„Hey Guys!“So war Chance The Rapper beim Apple Music Festival in London
3.10.2016 • Sounds – Text: Thaddeus HerrmannDie gesamte zweite Septemberhälfte über schickte Apple Superstar nach Superstar auf die Bühne des Londoner Roundhouse. Zum zehnjährigen Jubiläum des Festivals – früher iTunes, heute Apple Music – spielten u.a. Elton John, Britney Spears, Robbie Williams, Calvin Harris und Alicia Keys. Immer für umme, immer, um Apple Music mit mehr Videos und Streams zu versorgen, die man anderswo vergeblich sucht. Cupertino will Player der Unterhaltungsbranche werden. Chance The Rapper knipste am vergangenen Freitag das Licht aus.

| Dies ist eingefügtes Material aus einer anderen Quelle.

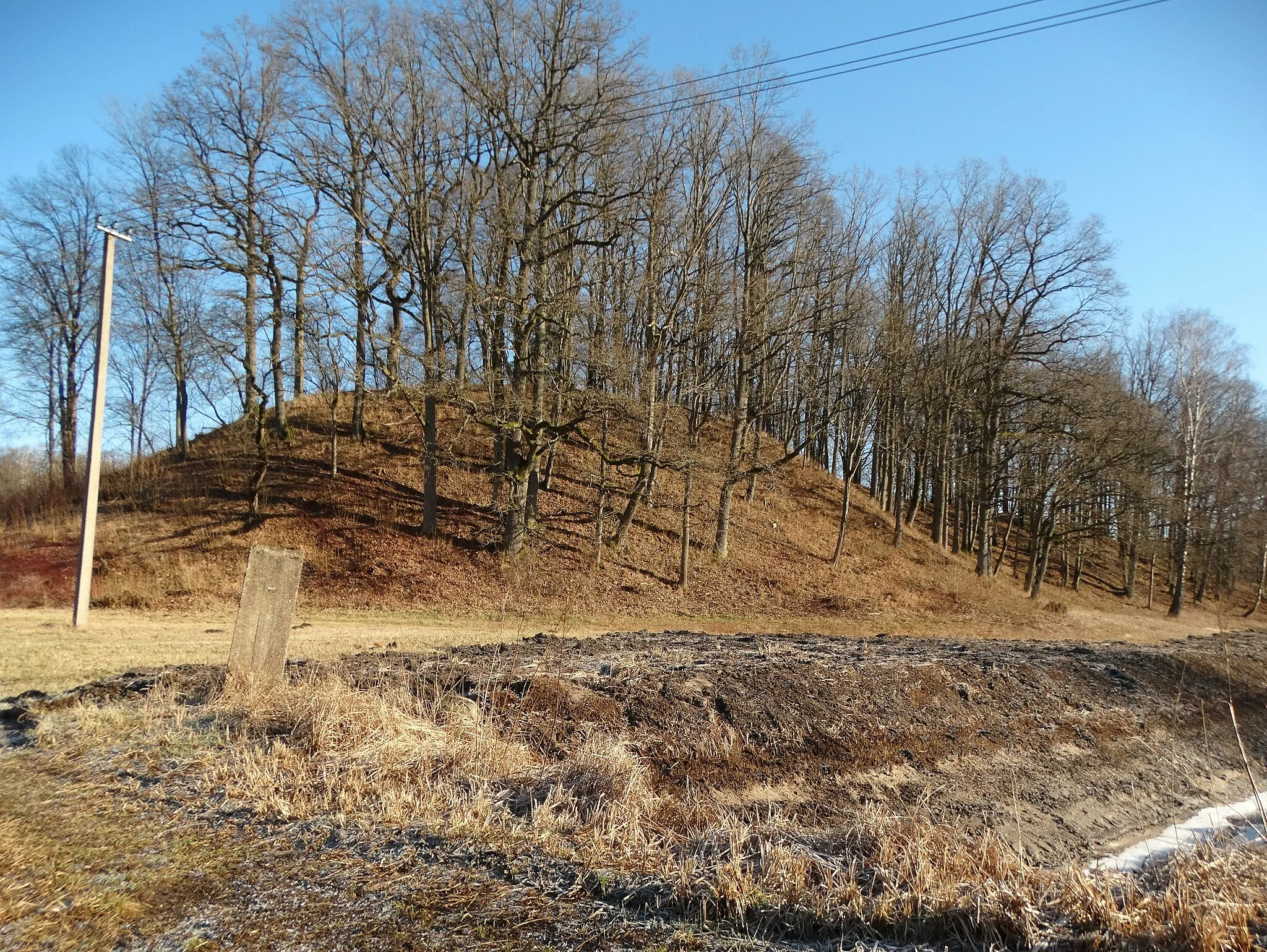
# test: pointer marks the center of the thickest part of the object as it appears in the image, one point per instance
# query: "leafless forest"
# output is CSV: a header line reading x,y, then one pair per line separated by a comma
x,y
498,207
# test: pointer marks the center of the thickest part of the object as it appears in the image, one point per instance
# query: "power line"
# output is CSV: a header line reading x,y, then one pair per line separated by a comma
x,y
920,51
847,46
890,58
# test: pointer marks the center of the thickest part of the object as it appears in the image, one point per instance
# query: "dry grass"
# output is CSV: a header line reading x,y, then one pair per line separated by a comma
x,y
80,870
411,757
40,650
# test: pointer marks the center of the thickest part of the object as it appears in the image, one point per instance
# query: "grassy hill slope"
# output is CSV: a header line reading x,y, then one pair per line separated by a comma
x,y
173,536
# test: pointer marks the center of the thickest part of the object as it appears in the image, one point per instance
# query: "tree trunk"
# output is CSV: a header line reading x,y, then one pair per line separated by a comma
x,y
277,292
684,560
1041,570
430,466
1008,538
899,499
1180,571
844,520
1262,582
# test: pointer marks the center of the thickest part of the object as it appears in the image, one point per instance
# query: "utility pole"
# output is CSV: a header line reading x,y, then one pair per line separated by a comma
x,y
93,479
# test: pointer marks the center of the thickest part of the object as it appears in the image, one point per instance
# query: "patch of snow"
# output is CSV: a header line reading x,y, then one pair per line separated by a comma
x,y
1233,819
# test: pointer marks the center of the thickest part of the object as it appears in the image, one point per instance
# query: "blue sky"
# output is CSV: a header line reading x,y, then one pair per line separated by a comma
x,y
1154,119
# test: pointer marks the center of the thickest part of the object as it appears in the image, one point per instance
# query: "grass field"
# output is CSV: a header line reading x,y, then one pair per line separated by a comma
x,y
40,650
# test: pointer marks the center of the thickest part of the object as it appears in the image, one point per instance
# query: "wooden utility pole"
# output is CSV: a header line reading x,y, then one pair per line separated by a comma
x,y
93,479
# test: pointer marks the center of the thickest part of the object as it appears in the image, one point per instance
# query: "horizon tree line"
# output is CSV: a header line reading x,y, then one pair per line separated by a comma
x,y
497,206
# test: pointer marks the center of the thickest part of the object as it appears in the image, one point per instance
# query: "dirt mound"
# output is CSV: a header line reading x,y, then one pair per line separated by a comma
x,y
1072,748
173,538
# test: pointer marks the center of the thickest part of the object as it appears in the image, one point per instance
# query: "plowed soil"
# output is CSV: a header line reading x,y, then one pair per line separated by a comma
x,y
1073,748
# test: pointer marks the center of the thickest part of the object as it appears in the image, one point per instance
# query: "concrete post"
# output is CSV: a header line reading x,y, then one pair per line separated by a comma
x,y
265,614
93,478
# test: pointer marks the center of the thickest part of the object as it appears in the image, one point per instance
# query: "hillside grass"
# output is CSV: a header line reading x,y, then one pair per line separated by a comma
x,y
173,541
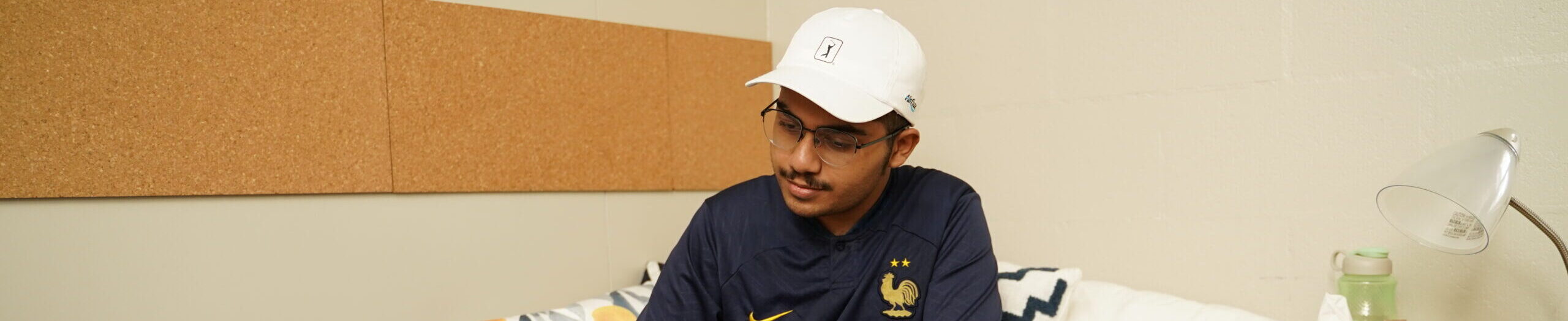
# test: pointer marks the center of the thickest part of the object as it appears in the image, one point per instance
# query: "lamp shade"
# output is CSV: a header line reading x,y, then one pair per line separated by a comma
x,y
1452,199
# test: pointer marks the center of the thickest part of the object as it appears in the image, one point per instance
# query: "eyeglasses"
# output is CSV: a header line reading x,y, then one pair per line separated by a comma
x,y
835,148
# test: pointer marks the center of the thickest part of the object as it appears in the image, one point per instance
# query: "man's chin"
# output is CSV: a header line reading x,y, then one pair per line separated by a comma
x,y
804,209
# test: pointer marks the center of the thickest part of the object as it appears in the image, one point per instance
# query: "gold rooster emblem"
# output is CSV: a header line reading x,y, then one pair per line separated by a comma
x,y
900,298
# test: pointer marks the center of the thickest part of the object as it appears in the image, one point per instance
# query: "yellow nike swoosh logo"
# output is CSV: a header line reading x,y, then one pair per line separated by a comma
x,y
755,319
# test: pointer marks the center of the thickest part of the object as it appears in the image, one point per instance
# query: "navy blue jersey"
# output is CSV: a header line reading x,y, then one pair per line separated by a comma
x,y
921,252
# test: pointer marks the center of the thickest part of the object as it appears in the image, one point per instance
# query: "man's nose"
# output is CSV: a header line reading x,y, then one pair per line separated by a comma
x,y
805,156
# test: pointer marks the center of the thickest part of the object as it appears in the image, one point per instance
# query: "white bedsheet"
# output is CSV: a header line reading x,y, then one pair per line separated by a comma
x,y
1104,301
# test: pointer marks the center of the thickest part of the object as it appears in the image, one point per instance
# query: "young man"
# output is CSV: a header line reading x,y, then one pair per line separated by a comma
x,y
843,229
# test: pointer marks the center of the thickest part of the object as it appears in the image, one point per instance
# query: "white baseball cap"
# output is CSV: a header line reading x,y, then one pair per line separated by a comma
x,y
855,63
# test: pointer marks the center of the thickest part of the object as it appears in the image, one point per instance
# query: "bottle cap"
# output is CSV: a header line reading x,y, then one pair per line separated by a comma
x,y
1370,262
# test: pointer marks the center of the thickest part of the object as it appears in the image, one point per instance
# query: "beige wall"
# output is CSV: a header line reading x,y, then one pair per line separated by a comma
x,y
1213,151
1220,151
399,257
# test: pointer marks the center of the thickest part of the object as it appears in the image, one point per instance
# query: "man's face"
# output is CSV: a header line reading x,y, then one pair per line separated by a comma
x,y
814,189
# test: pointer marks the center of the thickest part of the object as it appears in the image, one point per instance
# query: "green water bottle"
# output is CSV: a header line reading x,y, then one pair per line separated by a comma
x,y
1368,284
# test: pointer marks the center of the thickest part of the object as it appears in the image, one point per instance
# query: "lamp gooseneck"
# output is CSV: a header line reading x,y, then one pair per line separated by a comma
x,y
1545,229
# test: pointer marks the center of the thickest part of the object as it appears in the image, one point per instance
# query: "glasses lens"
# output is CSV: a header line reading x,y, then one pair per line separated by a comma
x,y
782,129
836,148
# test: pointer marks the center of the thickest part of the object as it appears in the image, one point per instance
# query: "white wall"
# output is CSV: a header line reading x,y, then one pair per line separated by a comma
x,y
1222,151
394,257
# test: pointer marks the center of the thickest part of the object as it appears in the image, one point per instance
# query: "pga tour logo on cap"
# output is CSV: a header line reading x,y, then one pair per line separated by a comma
x,y
828,49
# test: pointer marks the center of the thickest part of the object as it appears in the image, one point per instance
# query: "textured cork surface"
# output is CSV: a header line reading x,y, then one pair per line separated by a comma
x,y
186,97
488,99
179,99
715,135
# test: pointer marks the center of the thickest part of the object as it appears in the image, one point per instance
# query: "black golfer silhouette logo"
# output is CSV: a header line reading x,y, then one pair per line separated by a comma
x,y
828,49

Ausgehen in London ist anno 2016 ungefähr so lässig wie der Sicherheitsbereich am Flughafen. Die Schlange ist lang, die Kontrollen länger, das Wetter schlecht. Journalisten können sich zum Glück auf anderem Weg in das Roundhouse in Camden Town schleichen, in dem rund 1.700 Menschen Platz finden. So viele sind am letzten Abend des Festivals nicht da, voll ist es dennoch. Es ist wie überall; alle sind auf ihre iPhones konzentriert, wer ein Galaxy hat, wirkt etwas unsicher. Immerhin hat man die Tickets ja bei Apple gewonnen. Geld will Cupertino nicht von den Fans: Das Festival – mittlerweile eine zehnjährige Tradition, die in den vergangenen Jahren auch in anderen Ländern getestet wurde – generiert Kontakte, Interesse an der Marke und natürlich am noch jungen Streaming-Dienst Apple Music, beschert den Anwesenden aber im Idealfall einfach eine gute Zeit, bzw. ein schönes Konzert. Ist ja auch schon was.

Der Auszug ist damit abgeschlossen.